Q: Do you have any more information on the door that is upstairs across from the Joy of Life?
A: It’s a 19th- or early 20th-century wood and pigment door made by the Baule peoples from Côte d’Ivoire. Among the Baule, such doors once graced courtyards and the entrances to interior rooms of a home. In its original home in Africa, a door like this would have been commissioned by someone fairly wealthy.

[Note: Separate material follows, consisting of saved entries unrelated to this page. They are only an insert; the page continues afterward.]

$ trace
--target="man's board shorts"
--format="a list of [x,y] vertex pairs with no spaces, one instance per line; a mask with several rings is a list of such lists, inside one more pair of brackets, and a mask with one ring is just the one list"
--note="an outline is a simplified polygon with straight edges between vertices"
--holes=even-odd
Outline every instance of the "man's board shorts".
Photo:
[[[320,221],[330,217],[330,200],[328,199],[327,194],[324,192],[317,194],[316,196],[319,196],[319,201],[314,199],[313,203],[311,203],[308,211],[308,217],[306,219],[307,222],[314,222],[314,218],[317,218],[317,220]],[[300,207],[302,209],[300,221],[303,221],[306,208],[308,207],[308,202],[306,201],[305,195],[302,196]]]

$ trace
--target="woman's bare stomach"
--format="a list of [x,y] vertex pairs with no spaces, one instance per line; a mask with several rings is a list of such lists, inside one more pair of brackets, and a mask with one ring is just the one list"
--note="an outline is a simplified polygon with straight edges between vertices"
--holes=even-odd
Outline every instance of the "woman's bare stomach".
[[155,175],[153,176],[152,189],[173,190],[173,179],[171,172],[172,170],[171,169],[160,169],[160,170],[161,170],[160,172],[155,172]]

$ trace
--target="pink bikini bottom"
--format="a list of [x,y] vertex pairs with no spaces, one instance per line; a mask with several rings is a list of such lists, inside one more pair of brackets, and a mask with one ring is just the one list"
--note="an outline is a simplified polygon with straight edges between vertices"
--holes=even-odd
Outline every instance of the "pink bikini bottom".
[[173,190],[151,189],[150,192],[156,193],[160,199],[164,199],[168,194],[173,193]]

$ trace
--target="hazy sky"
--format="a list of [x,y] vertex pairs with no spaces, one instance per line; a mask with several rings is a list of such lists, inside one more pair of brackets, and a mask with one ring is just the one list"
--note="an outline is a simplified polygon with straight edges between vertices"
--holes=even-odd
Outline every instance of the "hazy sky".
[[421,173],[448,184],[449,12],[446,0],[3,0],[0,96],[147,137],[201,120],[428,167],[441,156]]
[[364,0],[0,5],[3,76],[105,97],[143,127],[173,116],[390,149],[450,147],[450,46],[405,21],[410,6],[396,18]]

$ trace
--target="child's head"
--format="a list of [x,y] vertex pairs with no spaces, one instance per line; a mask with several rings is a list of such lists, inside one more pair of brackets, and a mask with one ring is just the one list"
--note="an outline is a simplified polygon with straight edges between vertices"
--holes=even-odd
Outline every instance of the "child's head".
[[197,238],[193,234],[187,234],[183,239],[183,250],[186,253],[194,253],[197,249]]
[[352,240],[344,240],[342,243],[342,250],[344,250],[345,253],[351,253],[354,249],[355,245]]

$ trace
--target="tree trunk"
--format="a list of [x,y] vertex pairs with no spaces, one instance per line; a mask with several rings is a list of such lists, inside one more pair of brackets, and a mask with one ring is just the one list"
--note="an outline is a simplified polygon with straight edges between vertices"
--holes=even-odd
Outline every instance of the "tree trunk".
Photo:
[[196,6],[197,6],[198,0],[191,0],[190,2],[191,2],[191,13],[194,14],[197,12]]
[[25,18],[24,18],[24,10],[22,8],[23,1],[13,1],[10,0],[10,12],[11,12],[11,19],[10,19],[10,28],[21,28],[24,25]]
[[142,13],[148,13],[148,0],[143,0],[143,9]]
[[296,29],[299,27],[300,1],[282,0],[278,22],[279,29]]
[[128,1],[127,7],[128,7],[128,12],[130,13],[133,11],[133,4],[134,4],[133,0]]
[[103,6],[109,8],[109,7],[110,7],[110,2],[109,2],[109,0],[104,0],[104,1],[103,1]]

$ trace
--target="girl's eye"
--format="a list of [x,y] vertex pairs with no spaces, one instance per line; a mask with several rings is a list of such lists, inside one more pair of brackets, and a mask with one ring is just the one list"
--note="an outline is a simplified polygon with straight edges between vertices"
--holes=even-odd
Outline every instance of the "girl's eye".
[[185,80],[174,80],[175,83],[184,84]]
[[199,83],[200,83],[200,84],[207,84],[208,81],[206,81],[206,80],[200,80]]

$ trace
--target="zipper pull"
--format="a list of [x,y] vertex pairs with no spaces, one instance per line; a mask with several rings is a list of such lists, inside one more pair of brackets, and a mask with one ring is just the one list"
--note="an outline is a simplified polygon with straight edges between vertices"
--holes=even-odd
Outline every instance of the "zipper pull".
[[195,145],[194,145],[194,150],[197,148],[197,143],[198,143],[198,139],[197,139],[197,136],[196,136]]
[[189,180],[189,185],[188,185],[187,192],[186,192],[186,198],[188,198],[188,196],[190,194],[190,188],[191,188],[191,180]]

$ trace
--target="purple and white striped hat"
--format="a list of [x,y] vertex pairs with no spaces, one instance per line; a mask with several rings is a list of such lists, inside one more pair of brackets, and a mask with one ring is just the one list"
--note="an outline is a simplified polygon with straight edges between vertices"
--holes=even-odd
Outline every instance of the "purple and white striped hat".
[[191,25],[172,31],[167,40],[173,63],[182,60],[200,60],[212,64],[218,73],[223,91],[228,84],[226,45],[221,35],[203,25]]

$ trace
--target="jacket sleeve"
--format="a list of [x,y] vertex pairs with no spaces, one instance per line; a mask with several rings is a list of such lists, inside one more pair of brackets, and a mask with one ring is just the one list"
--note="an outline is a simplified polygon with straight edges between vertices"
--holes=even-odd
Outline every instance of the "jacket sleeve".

The motifs are generally decorative, although some might also illustrate proverbs. On this door is a pair of birds, the representation of a mask, and a double crocodile. For the artist, this was a great opportunity to advertise his skills. Most works of tradition-based African art weren’t signed per se but were recognized by the style of the hand, so artists were known and appreciated even if the actual works themselves were not signed.
Baule peoples. Door (Anuan), 19th–early 20th century. Côte d'Ivoire. Wood, pigment, 61 1/2 x 20 x 2 in. (156.2 x 50.8 x 5.1 cm). A238. Photo: © 2013 The Barnes Foundation
Albert Barnes admired this door for its surface patterns, the contrast between curved and angular lines, and the way in which motifs such as the double crocodile show an almost internal rhythm.
Additional information can be found in The Barnes Foundation: Masterworks, page 353. Oxford Art Online provides more details on the Baule people.